SCANDIUM

Scandium-reinforced aluminium alloys represent a new generation of high-performance alloys that display numerous advantages over high-strength aluminium alloys.

Scandium-reinforced alloys are much stronger than high-strength alloys, exhibit significant grain refinement, strengthen welds, and eliminate hot cracking in welds. These alloys also exhibit a good resistance to corrosion.

Their mechanical, microstructural, and corrosion characteristic therefore makes scandium-reinforced alloys a superior product for aerospace, automotive and process industries.

The development of scandium-reinforced aluminium alloys first flourished in the Soviet Union, where military demand was the main driving force. At the time of the Soviet Union break-up in the early 1990s, scandium alloys were on the verge of major application in the MIG 29 fighters because of their advantages over the low density and high-strength of Al-Mg, Al-Li and other aluminium alloys. 

In the past few years, there has been a resurgence in the interest for scandium-reinforced alloys by European, Japanese and North America companies. The research and development arm of the European aircraft manufacturer, Airbus, for example are producing an aluminium-scandium alloy for high-performance applications including in the robotics, automotive and aerospace industries.

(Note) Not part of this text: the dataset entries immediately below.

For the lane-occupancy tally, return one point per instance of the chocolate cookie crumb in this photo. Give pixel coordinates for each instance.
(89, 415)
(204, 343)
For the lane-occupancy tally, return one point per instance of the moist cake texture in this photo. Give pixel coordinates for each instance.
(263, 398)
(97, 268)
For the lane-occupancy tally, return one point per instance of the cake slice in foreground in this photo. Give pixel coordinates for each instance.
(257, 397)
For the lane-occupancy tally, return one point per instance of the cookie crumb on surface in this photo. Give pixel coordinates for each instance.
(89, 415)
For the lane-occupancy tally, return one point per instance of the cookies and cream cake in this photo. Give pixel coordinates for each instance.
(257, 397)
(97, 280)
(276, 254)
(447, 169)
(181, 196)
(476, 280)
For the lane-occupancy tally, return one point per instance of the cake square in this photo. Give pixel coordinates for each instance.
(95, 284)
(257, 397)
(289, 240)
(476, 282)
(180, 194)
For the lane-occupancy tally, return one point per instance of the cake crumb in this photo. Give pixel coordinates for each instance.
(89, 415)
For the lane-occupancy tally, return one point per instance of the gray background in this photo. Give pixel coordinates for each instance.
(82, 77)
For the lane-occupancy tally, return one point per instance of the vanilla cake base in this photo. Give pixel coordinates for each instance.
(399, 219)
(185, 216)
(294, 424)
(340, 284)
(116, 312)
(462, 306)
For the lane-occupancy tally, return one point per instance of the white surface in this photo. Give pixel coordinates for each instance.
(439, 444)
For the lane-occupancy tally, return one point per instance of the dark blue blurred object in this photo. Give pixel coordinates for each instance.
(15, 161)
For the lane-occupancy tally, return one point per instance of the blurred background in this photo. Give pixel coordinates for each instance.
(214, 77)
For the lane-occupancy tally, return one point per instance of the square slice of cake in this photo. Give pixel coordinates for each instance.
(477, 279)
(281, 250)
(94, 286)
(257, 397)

Perhaps the greatest opportunity for scandium-reinforced alloys is the passenger vehicle market. Automotive manufacturers have already embraced aluminium as their preferred material with companies like Porsche, Audi, Ford and General Motors moving to all-aluminium frames and panels. In addition to reducing the weight of an average family car by up to 200 kilograms and SUV’s by up to 400 kilograms, aluminium alloys also makes the bodyshell of a car more than 50% stiffer, thereby offering valuable improvements in body strength and driveability.

Australian Mines sees this trend of car makers transitioning from steel to aluminium alloys continuing, with potential application of aluminium-scandium alloys in structural components including doors and chassis parts. This is due to the unique ability of aluminium-scandium alloys to be welded as easily as conventional steel and exhibiting superior strength characteristics.

This application would enable manufacturers to build lighter vehicles using smaller engines to generate the same power-to-weight performance, in turn, resulting in reduced fuel consumption and lower carbon emissions. The suitable aluminium alloy need only contain 0.2-0.4% scandium or about 1 kilogram of scandium per vehicle.  In 2015 alone, over 68 million new passenger vehicles rolled off production lines around the world creating an enormous potential market for aluminium-scandium alloys.